A 'Otto e mezzo' Gentiloni torna a dire che "se nessuno sarà autosufficiente si troverà una strada per un governo stabile". Laddove la linea di Renzi è: se non c'è una maggioranza, si torni al voto. Sofismi, dicono dal Nazareno. Perché, di fronte ad una legge elettorale che al 99 per cento non garantirà un vincitore, lo schema di un governo di larghe intese è sul tavolo della segreteria Pd da sempre. Solo che sarebbe bene non parlarne adesso.

In ogni caso, un nuovo voto entro fine anno (ultimamente ne ha parlato anche Silvio Berlusconi) è ipotesi che non esiste. Dal Viminale ricordano che non ci sarebbero i tempi. La prima seduta del nuovo Parlamento è fissata per decreto il 23 marzo. Primo atto: l'elezione dei capigruppo. Poi l'elezione dei presidenti di Camera e Senato, cosa che gli addetti ai lavori prevedono avverrà dopo Pasqua (primo aprile). Dall'elezione dei presidenti si capirà qualcosa delle intese future per un governo, ma nel frattempo l'estate sarà alle porte e convocare nuove urne sarà difficile anche per l'autunno, causa - come al solito - la legge di stabilità.

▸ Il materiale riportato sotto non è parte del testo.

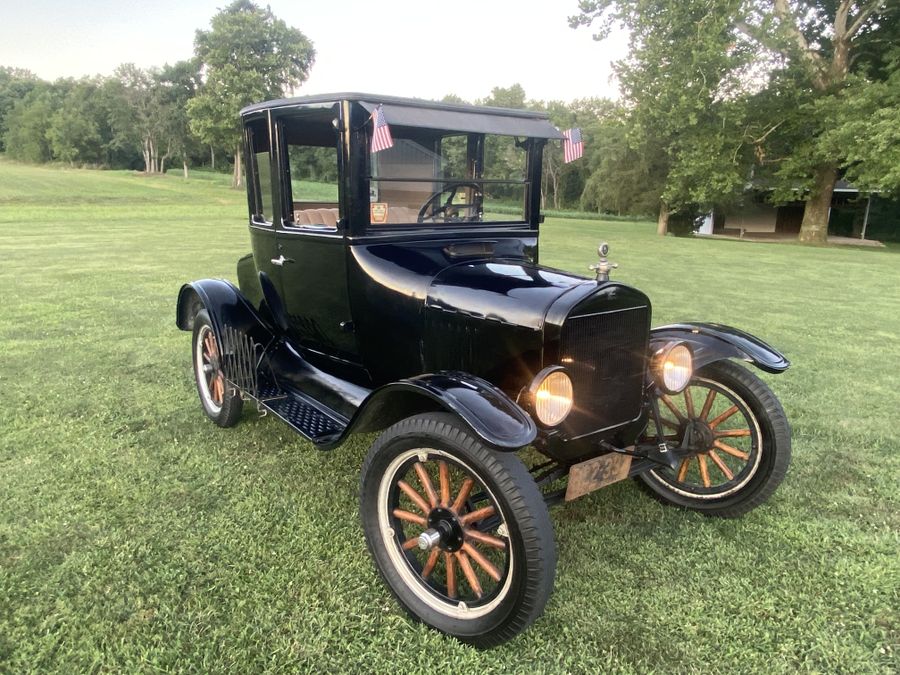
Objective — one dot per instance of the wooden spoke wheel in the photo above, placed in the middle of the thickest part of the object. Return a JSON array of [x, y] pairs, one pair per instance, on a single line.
[[221, 402], [738, 442], [460, 533]]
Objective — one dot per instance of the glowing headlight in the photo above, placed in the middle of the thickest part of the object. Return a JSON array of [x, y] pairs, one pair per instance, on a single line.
[[551, 396], [673, 367]]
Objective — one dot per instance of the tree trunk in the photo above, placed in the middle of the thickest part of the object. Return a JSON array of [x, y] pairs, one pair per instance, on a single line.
[[814, 228], [662, 223], [236, 178]]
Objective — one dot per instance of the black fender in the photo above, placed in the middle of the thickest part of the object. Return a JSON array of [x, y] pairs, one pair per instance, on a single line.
[[225, 304], [495, 418], [714, 342]]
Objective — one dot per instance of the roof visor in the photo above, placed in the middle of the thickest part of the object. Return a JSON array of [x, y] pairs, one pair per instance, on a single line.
[[487, 121]]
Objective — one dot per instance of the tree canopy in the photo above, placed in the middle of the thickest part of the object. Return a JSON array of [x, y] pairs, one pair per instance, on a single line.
[[248, 55]]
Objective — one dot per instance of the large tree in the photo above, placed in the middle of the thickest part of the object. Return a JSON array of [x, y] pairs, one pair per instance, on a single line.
[[684, 134], [248, 55], [810, 45]]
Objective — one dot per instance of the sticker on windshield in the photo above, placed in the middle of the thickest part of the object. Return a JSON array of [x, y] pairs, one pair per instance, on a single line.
[[378, 213]]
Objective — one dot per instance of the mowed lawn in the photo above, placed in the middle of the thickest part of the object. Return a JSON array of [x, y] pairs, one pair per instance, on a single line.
[[137, 536]]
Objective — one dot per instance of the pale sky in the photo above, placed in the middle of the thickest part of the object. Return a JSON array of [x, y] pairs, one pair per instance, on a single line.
[[402, 48]]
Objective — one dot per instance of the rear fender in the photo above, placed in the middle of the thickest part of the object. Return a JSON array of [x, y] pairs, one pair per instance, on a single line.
[[492, 415], [714, 342], [226, 306]]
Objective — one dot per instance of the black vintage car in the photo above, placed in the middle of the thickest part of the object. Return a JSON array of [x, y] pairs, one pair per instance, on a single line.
[[400, 291]]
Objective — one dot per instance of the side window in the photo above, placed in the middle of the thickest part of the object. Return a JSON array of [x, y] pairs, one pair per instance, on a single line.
[[313, 174], [261, 171]]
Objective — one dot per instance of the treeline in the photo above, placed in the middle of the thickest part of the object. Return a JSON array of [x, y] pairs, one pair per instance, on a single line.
[[135, 119], [145, 118]]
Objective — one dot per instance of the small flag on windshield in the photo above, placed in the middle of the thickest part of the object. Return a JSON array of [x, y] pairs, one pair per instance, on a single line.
[[573, 145], [381, 134]]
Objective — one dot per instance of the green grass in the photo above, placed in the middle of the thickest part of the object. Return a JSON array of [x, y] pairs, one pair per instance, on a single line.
[[135, 535]]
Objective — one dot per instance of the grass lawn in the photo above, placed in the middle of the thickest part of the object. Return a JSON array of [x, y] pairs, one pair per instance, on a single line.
[[135, 535]]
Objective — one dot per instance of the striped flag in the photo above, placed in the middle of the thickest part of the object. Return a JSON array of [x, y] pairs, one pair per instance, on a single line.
[[573, 145], [381, 134]]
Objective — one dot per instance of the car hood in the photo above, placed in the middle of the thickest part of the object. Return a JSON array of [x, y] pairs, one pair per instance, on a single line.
[[513, 292]]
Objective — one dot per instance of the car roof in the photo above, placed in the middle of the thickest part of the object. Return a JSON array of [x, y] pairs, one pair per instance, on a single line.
[[420, 113]]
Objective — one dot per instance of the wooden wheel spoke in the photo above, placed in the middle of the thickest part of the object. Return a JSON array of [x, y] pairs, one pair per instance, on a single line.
[[682, 469], [734, 452], [478, 514], [469, 573], [483, 562], [707, 404], [733, 433], [671, 406], [668, 423], [410, 517], [450, 564], [425, 480], [724, 416], [483, 538], [444, 471], [415, 496], [463, 495], [689, 402], [722, 466], [431, 562], [704, 470]]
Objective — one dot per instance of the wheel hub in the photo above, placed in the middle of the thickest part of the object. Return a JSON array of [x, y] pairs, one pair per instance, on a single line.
[[447, 525], [697, 436]]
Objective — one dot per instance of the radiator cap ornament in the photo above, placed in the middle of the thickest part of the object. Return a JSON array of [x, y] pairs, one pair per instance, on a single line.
[[603, 267]]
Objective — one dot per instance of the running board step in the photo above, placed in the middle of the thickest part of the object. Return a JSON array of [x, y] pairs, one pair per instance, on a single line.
[[306, 417]]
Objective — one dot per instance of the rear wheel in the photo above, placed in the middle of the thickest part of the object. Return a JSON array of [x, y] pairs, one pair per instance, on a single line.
[[742, 442], [460, 533], [221, 402]]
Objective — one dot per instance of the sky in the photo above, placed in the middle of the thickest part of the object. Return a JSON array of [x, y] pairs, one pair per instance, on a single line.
[[417, 48]]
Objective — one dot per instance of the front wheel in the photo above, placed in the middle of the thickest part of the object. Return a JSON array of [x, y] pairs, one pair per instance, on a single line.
[[741, 437], [460, 533]]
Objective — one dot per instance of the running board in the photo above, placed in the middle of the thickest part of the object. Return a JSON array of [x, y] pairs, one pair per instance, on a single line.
[[310, 419]]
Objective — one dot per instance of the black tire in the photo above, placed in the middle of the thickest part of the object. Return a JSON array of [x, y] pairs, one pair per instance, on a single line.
[[767, 446], [221, 402], [444, 598]]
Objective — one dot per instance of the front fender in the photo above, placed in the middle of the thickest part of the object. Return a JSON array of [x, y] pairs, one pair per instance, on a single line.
[[491, 414], [714, 342]]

Insomma, parlare di nuove elezioni è un non-sense, almeno per il 2018. Restano le differenze sullo stesso campo di gioco della campagna elettorale. Chi ha profili spendibili anche in scenari bipartisan, è dentro la cornice del potere che verrà e si comporta di conseguenza. Chi non ce li ha, è fuori, a meno che non riesca a trarre nuova linfa dal voto degli elettori: obiettivo di Renzi.